La bella durmiente

El joven se acercó a Talía, se inclinó sobre su cuerpo, que estaba tendido en el suelo, y dejó que sus labios se rozaran con los de ella. Talía despertó de un  largo sueño, que duraba ya cien años, entreabrió sus ojos verdes y descubrió el rostro del muchacho. Él sonreía levemente, confiando en su atractivo y esperando el agradecimiento de la dama. Ella conservaba, pese al tiempo transcurrido, toda su belleza y toda su lozanía. Sin embargo, superado el inicial adormecimiento y la sorpresa posterior, la continua interferencia de esa antigua educación que insistía en las reglas de un protocolo rígido y en los riesgos de una excesiva espontaneidad transformó la sonrisa encantadora de la joven en un gesto seco y distante.
-Espero que de mi actitud no se colija que toda audacia masculina merece mi aprobación.
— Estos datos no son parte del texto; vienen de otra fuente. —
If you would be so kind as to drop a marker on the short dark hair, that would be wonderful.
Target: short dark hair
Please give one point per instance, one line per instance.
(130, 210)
Una mujer no debe ser nunca un castillo que se somete por la fuerza. Ojalá que en el futuro los hechos de nuestra relación se produzcan siempre por consenso- dijo.
Y el joven, enamorado sin remedio e influido por la convicción de que el papel que representaba estaba escrito de antemano, sonrió abiertamente y con aplomo y nobleza contestó:
-Lo que tú digas, Talía, como quieras.